THE call came around 3:30 p.m. on a sultry Minnesota day. The hospice social worker, Cheryl, explained the situation in a rush. She had tried 15 judges, and all were either in court or otherwise unavailable. By chance, she had reached me directly.This is a short excerpt from the NY Times story - Making a Judgment on Love By LLOYD ZIMMERMAN
I used this story as a way for us to think about the Gospel reading: two greatest commandments: Love God, Love others as yourself.
Another excerpt:
Thinking of my father, I made a few legal inquiries, verifying that Thomas and Donna had completed a wedding license certificate, that the family supported the wedding and it was not a ruse to divert an inheritance, and that the humanitarian nature of the wedding was real and true.
It would all have to be done by phone, and it would have to be fast.
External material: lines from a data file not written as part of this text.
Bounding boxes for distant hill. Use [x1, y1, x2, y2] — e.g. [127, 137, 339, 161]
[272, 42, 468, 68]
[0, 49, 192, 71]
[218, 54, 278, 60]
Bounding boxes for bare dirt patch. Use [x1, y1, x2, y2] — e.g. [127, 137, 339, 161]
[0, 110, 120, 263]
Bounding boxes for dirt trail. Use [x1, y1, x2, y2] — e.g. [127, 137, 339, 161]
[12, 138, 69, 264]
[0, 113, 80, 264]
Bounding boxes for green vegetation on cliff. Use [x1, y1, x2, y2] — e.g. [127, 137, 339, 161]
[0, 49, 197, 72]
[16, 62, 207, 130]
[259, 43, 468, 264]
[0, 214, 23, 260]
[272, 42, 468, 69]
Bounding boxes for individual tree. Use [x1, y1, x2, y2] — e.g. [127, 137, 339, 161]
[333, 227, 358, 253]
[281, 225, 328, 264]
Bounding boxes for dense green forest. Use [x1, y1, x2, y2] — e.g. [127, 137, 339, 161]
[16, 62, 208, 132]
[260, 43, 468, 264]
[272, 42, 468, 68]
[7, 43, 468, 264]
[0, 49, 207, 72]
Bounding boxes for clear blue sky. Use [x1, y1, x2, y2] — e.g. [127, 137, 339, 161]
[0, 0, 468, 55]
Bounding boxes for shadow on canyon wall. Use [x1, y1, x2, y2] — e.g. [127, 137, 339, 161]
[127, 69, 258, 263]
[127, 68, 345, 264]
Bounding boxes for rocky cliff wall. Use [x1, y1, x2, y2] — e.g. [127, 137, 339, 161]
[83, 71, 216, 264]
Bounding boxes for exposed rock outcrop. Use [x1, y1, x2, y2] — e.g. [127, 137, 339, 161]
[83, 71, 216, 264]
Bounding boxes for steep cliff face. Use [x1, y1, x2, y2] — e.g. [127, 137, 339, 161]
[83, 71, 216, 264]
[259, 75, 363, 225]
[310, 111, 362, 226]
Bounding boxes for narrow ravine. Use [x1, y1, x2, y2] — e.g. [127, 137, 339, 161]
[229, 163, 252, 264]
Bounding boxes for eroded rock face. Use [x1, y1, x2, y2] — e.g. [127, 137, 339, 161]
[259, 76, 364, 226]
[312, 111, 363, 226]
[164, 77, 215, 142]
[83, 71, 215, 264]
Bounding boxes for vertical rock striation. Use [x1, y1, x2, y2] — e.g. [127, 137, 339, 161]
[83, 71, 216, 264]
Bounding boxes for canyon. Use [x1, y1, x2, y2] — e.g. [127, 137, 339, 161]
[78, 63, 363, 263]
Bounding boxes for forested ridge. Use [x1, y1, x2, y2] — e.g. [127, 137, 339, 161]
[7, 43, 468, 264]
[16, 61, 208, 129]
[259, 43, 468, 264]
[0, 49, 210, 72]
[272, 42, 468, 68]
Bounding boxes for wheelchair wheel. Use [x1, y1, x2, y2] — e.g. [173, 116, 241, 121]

The moment that Donna heard the news, Cheryl later told me, she rushed to put on a wedding dress that she had been saving for years.
Witnessed on their end by a hospice chaplain and the bride and the bridegroom’s family, who encircled Thomas’s bed, the couple were placed under oath. Acting in the place of the wedding license registrar, I swore them to the truth of all of the statements on their license application. Donna swore to the truth and signed the application. Thomas swore to the truth by squeezing the hospice worker’s finger “yes” and signed an “X.”